Wednesday, June 10, 2009

Ilmu Di Sekitar Kita

Belajar Dari Iklan

Oleh : Aida_Radar*


Ada satu informasi komersial yang membuat mataku mengeluarkan airnya. Di siang terik yang memanggang kemarin, di sela-sela menahan kantuk untuk melihat Behine The Scene-nya Ketika Cinta Bertasbih, iklan itu muncul di satu saluran televisi swasta. Aku tidak hendak mengomersialkan kembali layanan komersial itu pada siapapun yang membaca tulisan ini. bukan, bukan sama sekali. aku hanya ingin menceritakan apa yang kulihat dan rasakan ketika melihat iklan itu.

Dan tahukah apa yang kulihat hingga aku tersedu lumayan lama? Aku melihat KETULUSAN. Yah ketulusan.

Kira-kira cerita yang hendak disampaikan iklan itu selain mereklamekan produk mereka seperti ini :

Seorang murid eSDe melihat gurunya yang memakai sepatu butut. Sepatu itu sangat butut, sudah ada robek-robek di sekitarnya. Dan bagiku sendiri, sepatu itu tidak layak lagi untuk digunakan. Janganlah kalian tanyakan mengapa sepatu sang guru bisa seperti itu padahalkan ia seorang pegawai yang memiliki gaji? Jangan, karena kalian pasti tahu bagaimana kondisi kebanyakan Pahlawan Tanpa Tanda Jasa itu di Negeri ini. Jadi tak usahlah itu diungkit.

Karena sedih dan kasihan melihat sepatu gurunya, murid itu lalu berinisiatif mengajak teman-temannya mengumpulkan uang jajan mereka hari itu untuk membantu membeli sepatu baru bagi guru mereka. Murid itu dan beberapa temannya yang setuju dengan idenya, mulai mengumpulkan sumbangan pada teman-teman mereka yang lain di kantin.

Hal menarik kemudian ialah ketika seorang murid gendut yang dikenal suka makan, rela menyumbangkan uang seribu rupiahnya yang awalnya akan ia gunakan membeli pudding. Ia berdiri di antara sumbangan untuk sang guru dan pudding berwarna kuning yang menggugah selera. Namun akhirnya ia memilih memasukkan uang itu dalam kantong putih yang dipersiapkan teman-temannya. Ia memberikan uangnya dengan senyuman. Senyum yang sangat ikhlas menurutku. Dan tentu saja, tulus.

Setelah uang yang terkumpul dirasa lumayan, mereka kemudian menuju ke pasar dan membeli sepatu baru berwarna putih. Lalu mereka kembali ke sekolah dan menuju ke ruang sang guru.
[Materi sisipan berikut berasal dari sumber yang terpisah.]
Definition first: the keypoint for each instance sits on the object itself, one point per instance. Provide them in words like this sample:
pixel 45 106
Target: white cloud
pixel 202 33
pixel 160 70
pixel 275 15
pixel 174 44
Tiba dalam ruangan, mereka langsung memberikan kotak yang ada sepatu baru di dalamnya. Guru mereka menerima pemberian itu dengan rasa haru. Ia lalu memakai satu bagian sepatu baru itu dan sebelahnya lagi sepatu lamanya. Warna sepatu baru dan lama kelihatan sangat berbeda sekali. sepatu baru putih dan bersih, sementara sepatu lama berwarna coklat, pudar, dan robek.

Sambil mengikat tali sepatu barunya, sang guru tersenyum menatap murid-muridnya (yang berdiri melihat sang guru memakai sepatu di pintu), tiba-tiba sebutir air bening jatuh dan mengenangi wajahnya. Murid-muridnya melihat guru mereka memakai sepatu baru dengan senyum haru.***

Hal apakah yang mendominasi cerita di info komersial itu? Seperti yang kukatakan di atas, aku menemukan KETULUSAN. Sulit kugambarkan ketulusan yang ditampilkan di layar TV waktu itu. Karena aku paham dengan keterbatasanku mengolah kata untuk membuat kalian bisa terjun langsung melihat ketulusan murid-murid itu. Namun aku yakin semua orang pernah merasakan ketulusan itu. Walau tidak banyak. Dan aku berharap kita semua dapat melakukan sesuatu dengan tulus dan ikhlas karena-Nya. Amin. Kabulkan Ya Allah….***

Makassar, 7 Juni 2009

Pukul 17.16 WITA


*South Sulawesi member of Forum Lingkar Pena (FLP)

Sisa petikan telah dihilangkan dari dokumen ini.